Scores Killed, Hundreds Injured As Para-Military Extremists Riot - Could It Happen Again?
BOSTON, April 20 - National
Guard units seeking to confiscate a cache of recently banned assault
weapons were ambushed on April 19th by elements of a para-military
extremist faction. Military and law enforcement sources estimated that
72 were killed and more than 20 injured before government forces were
compelled to withdraw.
Speaking after the clash, Massachusetts Governor Thomas Gage declared
that the extremist faction, which was made up of local citizens, has
links to the radical right-wing tax protest movement. Gage blamed the
extremists for recent incidents of vandalism directed against internal
The governor, who described the group's organizers as "criminals,"
issued an executive order authorizing the summary arrest of any
individual who has interfered with the government's efforts to secure
law and order.
The military raid on the extremist arsenal followed wide-spread refusal
by the local citizenry to turn over recently outlawed assault weapons.
Gage issued a ban on military-style assault weapons and ammunition
earlier in the week. This decision followed a meeting in early April
between government and military leaders at which the governor authorized
the forcible confiscation of illegal arms. One government official,
speaking on condition of anonymity, pointed out that "none of these
people would have been killed had the extremists obeyed the law and
turned their weapons over voluntarily."
"Government troops initially succeeded in confiscating a large supply of
outlawed weapons and ammunition. However, troops attempting to seize
arms and ammunition in Lexington met with resistance from heavily-armed
extremists who had been tipped off regarding the government's plans.
During a tense standoff in Lexington's town park, National Guard Colonel
Francis Smith, commander of the government operation, ordered the armed
group to surrender and return to their homes. The impasse was broken by
a single shot, which was reportedly fired by one of the right-wing
extremists. Eight civilians were killed in the ensuing exchange.

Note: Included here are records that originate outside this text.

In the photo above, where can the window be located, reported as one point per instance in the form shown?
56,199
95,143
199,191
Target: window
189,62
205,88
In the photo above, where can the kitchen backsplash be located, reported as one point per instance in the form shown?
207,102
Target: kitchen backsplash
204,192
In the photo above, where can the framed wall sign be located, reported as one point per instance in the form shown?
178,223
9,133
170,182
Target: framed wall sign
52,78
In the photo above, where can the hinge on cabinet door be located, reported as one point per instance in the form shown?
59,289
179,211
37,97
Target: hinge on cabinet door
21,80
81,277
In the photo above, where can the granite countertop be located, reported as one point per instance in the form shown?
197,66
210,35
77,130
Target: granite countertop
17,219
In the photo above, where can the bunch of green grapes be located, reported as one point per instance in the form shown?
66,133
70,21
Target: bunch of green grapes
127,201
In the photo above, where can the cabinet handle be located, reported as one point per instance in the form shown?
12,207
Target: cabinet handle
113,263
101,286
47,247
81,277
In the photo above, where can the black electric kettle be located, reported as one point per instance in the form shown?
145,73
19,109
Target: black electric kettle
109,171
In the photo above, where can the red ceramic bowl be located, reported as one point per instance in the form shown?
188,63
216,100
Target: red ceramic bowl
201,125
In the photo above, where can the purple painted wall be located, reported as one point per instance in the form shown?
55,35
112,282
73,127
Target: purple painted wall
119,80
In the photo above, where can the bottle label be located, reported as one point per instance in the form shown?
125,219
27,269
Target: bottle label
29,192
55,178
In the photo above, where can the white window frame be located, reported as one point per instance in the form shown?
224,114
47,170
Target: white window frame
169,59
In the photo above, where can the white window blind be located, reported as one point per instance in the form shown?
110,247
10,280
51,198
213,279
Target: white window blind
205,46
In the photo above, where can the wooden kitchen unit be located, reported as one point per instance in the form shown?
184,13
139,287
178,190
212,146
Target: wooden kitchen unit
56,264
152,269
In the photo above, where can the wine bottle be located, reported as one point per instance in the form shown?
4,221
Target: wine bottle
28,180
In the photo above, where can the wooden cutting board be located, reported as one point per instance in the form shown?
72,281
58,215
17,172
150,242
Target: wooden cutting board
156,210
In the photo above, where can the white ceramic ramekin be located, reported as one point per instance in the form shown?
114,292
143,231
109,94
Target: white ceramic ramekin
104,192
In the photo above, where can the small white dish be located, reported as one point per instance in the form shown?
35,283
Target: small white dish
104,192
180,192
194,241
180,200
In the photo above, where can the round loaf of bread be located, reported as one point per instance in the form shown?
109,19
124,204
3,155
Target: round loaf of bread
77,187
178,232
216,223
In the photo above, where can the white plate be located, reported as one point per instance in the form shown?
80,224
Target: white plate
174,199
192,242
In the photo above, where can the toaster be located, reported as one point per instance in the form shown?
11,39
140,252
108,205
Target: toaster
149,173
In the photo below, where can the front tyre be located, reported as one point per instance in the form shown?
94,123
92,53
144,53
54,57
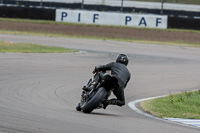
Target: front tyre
94,102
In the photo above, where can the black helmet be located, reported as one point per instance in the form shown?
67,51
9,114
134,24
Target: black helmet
122,58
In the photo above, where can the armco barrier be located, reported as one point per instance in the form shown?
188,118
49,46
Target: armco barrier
27,12
49,14
111,18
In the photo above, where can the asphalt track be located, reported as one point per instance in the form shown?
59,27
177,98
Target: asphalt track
39,92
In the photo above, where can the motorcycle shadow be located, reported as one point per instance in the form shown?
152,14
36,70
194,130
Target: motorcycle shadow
104,114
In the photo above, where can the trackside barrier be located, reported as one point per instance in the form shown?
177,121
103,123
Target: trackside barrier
111,18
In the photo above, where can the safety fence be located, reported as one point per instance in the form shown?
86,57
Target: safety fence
46,10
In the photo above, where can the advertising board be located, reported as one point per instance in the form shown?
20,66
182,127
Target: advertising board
111,18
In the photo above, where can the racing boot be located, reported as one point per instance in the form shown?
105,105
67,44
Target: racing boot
90,86
109,102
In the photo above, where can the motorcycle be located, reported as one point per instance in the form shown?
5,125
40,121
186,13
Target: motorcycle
93,99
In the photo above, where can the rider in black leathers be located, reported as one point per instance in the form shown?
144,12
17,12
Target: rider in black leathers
121,73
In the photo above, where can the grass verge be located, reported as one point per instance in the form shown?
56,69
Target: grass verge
30,48
184,105
170,43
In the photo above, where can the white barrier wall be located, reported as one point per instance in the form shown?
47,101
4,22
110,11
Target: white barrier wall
110,18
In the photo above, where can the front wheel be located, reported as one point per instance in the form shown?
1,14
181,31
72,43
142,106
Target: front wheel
94,102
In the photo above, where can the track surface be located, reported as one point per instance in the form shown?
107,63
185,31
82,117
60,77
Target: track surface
39,92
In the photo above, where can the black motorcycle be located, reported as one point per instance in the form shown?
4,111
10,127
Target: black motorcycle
93,99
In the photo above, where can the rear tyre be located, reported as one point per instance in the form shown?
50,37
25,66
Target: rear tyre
94,102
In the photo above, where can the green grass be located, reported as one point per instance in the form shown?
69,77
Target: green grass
184,105
174,1
30,48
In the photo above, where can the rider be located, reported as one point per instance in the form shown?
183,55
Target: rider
120,72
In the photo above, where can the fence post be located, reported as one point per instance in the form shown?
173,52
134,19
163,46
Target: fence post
122,5
162,4
41,3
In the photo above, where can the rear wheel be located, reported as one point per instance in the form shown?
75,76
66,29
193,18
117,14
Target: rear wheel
94,102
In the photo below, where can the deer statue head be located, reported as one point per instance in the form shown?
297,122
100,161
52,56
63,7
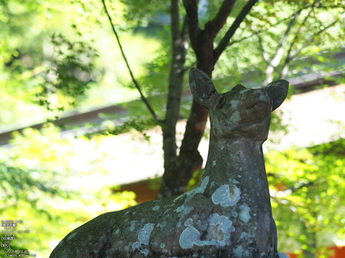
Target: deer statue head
228,214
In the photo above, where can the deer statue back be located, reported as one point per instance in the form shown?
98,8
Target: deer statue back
229,212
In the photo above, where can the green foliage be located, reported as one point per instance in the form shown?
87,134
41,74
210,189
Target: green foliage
70,71
43,183
307,199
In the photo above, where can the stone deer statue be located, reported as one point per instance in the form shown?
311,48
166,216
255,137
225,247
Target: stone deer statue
228,214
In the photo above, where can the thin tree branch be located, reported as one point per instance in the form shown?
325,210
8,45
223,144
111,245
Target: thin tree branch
292,56
213,26
300,27
264,53
128,67
228,35
257,32
191,7
282,43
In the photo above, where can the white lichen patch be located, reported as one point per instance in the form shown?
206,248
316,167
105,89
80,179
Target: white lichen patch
244,214
143,236
224,197
188,222
218,227
145,252
132,227
235,117
155,208
188,237
179,209
224,223
243,91
71,236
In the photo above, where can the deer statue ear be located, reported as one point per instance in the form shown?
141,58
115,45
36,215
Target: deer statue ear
278,91
201,86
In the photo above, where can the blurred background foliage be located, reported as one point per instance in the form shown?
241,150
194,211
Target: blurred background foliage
56,56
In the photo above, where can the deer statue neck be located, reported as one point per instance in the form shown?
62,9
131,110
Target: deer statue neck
228,214
235,160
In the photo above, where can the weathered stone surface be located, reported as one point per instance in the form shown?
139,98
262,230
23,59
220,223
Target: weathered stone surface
228,214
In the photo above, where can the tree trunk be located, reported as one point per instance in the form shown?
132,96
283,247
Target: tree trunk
178,170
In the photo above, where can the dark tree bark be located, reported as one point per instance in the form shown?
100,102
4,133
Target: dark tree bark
179,169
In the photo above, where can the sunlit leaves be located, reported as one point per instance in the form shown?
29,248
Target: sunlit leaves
68,75
308,200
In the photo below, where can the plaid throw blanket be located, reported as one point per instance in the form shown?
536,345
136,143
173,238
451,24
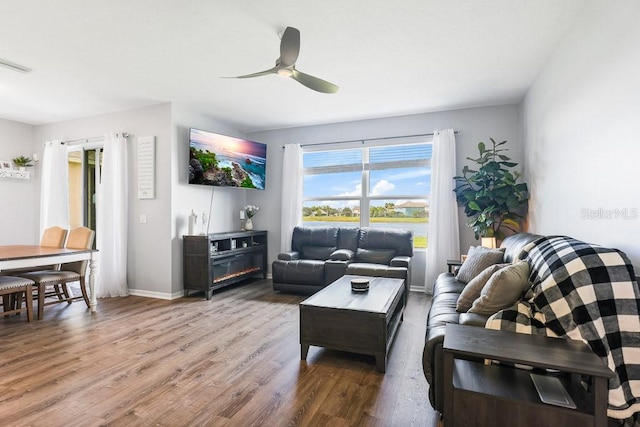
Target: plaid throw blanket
589,293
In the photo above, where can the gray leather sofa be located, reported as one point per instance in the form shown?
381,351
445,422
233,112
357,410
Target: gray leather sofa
321,255
446,291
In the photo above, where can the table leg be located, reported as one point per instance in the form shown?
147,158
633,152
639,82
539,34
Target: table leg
381,362
93,271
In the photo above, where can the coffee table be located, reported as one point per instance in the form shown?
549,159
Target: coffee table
360,322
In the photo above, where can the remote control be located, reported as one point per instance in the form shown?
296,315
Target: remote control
551,391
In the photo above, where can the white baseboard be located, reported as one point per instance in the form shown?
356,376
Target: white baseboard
157,295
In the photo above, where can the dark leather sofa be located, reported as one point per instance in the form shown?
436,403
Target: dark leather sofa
321,255
446,291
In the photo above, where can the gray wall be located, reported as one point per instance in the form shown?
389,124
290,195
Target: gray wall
580,127
20,198
474,125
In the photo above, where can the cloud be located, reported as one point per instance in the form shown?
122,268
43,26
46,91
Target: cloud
382,187
357,192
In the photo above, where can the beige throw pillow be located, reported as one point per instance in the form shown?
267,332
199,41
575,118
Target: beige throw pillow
477,260
503,289
472,291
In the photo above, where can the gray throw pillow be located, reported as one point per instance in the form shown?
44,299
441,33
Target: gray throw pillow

Ironically, the local citizenry blamed government forces rather than the
extremists for the civilian deaths. Before order could be restored,
armed citizens from surrounding areas had descended upon the guard
units. Colonel Smith, finding his forces overmatched by the armed mob,
ordered a retreat.
Governor Gage has called upon citizens to support the state/national
joint task force in its effort to restore law and order. The governor
has also demanded the surrender of those responsible for planning and
leading the attack against the government troops. Samuel Adams, Paul
Revere, and John Hancock, who have been identified as "ringleaders" of
the extremist faction, remain at large.